A autora não desiste da luta com as palavras. Se Hilda Hirst era desbocada, Lygia se permite ao máximo um “merda” ao criticar editoras anteriores que mexeram em velhos contos seus. São alguns desses contos que, às vésperas dos 90, estão sendo reescritos por ela. Há também inéditos.
— Escrevo quando me dá vontade. Mas ainda não quero publicar, não estão prontos. Talvez ainda faça um novo livro. Vamos ver, tudo é um mistério.
Além de trabalho, amigos, família, Lygia é uma ávida leitora de jornal. Elogia a Comissão da Verdade (“é uma maravilha agora esta tirada do véu de um período que foi negro para o Brasil”) e dá um conselho à presidente Dilma Rousseff.
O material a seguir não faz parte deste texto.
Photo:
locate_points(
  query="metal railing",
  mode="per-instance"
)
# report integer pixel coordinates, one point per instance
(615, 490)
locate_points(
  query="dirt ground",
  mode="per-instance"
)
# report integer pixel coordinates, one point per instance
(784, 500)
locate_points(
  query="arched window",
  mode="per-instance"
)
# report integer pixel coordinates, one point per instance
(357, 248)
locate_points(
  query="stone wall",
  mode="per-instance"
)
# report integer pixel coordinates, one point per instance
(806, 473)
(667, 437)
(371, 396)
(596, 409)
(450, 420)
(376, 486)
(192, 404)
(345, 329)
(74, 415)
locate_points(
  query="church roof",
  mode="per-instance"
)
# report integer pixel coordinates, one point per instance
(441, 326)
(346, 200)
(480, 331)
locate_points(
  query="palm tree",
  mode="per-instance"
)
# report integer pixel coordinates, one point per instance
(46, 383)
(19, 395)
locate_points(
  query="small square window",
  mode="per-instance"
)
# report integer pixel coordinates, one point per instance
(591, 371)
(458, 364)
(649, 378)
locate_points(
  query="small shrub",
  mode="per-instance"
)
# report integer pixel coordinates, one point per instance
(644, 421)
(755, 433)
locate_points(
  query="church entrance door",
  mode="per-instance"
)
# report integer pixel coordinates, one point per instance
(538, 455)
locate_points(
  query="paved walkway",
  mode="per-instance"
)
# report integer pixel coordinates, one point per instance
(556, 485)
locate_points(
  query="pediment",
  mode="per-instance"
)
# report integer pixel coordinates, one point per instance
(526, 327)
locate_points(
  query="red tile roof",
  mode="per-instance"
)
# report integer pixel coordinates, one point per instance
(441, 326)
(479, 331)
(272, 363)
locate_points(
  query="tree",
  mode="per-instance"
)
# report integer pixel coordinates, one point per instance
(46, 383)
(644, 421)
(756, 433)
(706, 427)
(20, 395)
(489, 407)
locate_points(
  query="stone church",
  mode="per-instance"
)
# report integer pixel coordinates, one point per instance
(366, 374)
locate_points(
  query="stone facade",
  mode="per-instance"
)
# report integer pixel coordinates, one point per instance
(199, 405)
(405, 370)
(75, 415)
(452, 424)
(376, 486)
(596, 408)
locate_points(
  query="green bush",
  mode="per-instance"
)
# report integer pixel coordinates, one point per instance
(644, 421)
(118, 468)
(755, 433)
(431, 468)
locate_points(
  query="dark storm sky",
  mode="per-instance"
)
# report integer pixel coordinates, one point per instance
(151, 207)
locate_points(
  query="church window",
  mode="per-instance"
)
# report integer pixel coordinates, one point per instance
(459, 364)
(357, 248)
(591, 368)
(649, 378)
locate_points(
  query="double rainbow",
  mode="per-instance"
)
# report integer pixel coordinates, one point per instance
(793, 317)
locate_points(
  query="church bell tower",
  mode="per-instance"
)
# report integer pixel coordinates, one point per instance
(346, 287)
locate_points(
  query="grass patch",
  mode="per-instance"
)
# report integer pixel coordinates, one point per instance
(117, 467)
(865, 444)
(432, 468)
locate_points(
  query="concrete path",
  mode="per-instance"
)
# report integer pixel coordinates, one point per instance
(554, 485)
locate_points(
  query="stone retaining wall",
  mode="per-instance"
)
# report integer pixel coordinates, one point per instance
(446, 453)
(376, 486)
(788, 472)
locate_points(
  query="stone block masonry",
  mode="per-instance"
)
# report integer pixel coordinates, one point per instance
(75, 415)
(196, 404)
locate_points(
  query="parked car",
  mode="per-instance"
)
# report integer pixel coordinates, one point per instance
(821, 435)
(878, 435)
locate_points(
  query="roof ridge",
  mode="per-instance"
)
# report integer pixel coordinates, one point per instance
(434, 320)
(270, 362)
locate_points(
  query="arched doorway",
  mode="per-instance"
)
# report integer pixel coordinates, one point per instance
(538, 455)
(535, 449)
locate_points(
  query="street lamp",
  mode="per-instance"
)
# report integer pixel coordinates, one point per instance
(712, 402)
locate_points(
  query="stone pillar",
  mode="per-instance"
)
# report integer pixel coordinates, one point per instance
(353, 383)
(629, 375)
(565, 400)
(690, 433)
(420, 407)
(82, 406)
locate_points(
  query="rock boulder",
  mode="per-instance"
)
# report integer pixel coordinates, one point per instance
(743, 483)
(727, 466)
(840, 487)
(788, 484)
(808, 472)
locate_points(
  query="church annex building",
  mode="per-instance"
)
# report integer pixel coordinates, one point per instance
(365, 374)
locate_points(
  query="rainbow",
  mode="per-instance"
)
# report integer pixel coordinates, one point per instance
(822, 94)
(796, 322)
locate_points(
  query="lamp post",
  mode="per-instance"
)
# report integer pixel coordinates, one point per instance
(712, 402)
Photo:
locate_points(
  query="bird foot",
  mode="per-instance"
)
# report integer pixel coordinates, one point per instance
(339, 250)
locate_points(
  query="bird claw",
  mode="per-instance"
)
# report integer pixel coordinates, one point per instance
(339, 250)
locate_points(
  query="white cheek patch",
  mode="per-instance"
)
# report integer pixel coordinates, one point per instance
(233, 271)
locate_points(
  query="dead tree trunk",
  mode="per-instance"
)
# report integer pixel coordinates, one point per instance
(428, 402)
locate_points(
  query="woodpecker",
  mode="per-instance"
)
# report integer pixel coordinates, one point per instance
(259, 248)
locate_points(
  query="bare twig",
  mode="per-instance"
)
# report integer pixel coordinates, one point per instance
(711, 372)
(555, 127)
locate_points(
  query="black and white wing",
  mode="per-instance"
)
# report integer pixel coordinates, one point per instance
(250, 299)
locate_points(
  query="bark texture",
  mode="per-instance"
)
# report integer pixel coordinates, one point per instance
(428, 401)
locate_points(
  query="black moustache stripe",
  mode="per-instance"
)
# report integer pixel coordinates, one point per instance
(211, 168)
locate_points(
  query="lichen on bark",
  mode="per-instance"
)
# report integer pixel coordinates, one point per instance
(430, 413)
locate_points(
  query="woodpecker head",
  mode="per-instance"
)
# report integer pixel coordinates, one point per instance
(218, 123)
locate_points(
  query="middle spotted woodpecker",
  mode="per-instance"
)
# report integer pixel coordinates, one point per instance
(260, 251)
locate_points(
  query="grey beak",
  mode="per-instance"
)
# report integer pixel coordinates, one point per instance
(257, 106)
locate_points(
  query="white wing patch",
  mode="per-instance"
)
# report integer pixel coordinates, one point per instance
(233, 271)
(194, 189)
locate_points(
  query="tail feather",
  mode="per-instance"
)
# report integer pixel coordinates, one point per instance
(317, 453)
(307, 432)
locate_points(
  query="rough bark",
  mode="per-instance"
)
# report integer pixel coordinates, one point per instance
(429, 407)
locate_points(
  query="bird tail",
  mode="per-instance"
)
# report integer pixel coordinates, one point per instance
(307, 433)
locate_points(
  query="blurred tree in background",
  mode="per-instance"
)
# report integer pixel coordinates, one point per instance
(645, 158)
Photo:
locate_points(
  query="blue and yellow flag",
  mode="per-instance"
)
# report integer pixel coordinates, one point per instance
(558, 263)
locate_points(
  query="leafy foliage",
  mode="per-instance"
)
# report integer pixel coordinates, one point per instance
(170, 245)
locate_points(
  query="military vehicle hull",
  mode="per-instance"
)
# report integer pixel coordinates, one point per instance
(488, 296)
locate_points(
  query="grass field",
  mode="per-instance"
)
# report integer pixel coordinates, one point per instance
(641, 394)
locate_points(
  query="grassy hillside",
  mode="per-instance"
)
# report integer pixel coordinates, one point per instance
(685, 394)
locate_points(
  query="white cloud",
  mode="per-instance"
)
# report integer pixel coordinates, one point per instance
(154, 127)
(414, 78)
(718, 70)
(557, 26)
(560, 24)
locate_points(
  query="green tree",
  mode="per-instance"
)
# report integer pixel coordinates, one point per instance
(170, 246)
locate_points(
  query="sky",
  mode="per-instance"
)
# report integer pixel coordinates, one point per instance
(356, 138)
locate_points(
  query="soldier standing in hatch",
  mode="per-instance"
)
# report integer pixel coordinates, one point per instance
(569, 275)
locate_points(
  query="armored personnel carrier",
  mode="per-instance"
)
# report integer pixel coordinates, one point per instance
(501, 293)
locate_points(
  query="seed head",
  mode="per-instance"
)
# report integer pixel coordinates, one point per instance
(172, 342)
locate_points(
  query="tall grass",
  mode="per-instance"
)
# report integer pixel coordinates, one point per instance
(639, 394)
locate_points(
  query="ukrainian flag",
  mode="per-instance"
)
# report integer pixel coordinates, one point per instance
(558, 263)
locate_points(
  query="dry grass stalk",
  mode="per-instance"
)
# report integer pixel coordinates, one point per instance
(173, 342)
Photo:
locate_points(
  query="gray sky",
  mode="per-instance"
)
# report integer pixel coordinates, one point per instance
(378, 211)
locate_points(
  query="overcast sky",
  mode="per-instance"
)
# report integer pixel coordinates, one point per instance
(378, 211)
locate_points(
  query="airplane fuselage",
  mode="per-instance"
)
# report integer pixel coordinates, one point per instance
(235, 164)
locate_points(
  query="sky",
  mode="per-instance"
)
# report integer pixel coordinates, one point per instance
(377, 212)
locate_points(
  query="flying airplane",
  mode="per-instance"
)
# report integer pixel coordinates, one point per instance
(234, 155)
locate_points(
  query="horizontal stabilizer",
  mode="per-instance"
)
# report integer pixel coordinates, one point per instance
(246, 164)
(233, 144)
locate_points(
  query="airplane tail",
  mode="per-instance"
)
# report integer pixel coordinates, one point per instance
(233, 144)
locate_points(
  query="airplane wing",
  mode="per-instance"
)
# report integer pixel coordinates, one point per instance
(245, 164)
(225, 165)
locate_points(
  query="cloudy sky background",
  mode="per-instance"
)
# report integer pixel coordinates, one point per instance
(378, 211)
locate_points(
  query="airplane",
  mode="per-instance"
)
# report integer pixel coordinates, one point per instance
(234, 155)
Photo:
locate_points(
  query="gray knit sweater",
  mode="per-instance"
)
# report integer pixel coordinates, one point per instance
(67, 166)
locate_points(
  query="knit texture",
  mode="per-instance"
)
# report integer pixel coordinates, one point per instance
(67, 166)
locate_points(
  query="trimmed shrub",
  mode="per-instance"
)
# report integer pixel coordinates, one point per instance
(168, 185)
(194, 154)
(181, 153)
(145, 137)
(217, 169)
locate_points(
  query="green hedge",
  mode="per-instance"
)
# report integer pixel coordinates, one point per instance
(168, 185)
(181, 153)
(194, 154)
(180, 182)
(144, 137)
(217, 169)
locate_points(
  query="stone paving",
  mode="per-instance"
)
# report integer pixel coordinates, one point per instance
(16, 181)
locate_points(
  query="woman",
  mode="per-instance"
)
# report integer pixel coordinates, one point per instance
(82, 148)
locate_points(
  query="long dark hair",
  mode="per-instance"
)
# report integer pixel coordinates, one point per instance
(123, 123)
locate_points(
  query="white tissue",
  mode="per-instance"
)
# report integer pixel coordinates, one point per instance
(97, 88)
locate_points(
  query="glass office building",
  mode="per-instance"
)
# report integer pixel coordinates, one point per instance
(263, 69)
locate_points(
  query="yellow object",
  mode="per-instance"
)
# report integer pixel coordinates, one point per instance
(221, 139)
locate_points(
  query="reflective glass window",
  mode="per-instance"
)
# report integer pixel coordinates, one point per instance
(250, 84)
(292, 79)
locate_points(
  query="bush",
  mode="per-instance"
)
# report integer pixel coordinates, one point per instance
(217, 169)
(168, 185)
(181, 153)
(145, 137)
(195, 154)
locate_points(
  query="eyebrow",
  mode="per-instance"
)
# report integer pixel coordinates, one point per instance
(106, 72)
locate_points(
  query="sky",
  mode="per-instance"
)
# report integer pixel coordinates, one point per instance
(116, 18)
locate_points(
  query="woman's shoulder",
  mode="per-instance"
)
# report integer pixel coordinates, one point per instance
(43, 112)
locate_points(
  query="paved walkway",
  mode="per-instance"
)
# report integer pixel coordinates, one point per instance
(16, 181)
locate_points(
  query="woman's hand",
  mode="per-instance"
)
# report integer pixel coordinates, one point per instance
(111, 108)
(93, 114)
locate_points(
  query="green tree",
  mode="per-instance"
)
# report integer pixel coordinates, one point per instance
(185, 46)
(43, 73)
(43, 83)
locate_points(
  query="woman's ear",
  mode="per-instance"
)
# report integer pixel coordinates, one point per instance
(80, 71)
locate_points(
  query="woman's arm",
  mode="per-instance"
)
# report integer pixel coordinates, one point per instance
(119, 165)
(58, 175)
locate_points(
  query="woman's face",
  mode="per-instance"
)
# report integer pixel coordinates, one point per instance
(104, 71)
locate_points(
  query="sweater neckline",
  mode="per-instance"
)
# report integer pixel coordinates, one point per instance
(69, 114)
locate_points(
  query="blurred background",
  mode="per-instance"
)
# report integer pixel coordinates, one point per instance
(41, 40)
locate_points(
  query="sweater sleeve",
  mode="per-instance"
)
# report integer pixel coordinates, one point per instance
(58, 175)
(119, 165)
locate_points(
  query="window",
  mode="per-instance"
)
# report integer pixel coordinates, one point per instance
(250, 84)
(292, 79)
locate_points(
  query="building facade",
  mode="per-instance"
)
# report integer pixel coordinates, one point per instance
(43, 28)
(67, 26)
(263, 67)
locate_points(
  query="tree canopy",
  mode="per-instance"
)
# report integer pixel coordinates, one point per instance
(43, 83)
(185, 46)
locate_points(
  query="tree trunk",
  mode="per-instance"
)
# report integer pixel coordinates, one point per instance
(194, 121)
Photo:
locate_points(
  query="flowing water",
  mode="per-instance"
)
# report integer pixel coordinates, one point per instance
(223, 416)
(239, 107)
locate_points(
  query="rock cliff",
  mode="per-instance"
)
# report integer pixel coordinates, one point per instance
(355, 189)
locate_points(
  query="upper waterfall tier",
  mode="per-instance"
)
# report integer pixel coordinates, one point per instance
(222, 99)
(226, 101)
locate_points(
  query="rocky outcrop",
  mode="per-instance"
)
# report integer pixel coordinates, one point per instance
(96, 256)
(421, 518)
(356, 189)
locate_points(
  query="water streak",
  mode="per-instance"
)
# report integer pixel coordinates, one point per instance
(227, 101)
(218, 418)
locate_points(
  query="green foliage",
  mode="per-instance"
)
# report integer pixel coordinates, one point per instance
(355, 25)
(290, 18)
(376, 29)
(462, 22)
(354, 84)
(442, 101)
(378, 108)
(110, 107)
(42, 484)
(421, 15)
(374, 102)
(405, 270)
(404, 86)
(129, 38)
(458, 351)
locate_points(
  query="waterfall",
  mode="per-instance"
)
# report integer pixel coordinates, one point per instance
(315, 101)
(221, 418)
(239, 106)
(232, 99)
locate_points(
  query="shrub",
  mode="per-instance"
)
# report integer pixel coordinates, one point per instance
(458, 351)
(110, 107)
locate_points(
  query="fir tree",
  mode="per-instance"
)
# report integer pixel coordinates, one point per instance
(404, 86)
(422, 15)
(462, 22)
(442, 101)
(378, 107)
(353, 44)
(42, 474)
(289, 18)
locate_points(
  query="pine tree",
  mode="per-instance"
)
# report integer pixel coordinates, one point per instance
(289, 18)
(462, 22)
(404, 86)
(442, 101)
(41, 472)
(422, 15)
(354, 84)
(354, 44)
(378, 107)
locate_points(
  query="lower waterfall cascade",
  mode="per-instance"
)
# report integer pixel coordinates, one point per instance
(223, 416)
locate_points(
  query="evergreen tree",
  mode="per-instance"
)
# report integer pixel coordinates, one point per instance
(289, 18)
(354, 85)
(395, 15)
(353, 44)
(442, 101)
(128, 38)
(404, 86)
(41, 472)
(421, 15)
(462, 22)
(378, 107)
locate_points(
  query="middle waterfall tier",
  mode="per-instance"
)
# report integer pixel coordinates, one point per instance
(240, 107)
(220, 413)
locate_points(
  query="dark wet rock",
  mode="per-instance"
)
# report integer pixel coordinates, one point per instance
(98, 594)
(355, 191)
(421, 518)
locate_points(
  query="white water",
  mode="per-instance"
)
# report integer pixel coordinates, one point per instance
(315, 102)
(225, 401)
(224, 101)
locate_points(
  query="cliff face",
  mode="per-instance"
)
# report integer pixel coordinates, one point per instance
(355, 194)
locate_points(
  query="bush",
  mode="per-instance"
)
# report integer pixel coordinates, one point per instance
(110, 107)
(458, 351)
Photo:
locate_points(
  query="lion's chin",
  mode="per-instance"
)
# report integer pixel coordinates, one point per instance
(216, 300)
— Pare de viajar tanto. Eu já estive na China e lá há um provérbio antigo que diz: “Antes de aperfeiçoar o mundo, dê três voltas dentro da sua casa”. A casa dela, o Brasil, ainda não está arrumada.
Também comenta a recente decisão da cantora Daniela Mercury em revelar sua homossexualidade. Acha que ela fez “a coisa certa” ao criticar o deputado e pastor Marco Feliciano, porém diz que, se fosse ela, “não sairia por aí falando que tá morando com uma mulher”.
— Mas sou super a favor de que o ser humano faça o que ele quiser, todo o mundo é livre, a vida é curta. E o século XXII vai ser o século dos gays, pode escrever isso aí.
Lygia se despede dizendo que gostaria de encontrar seus mortos.
— Penso nisso, mas suspendo o juízo. O importante é, enquanto estiver viva e lúcida, com a cabeça boa, trabalhar e fazer o que você ama. Vocação e paixão. Voilà.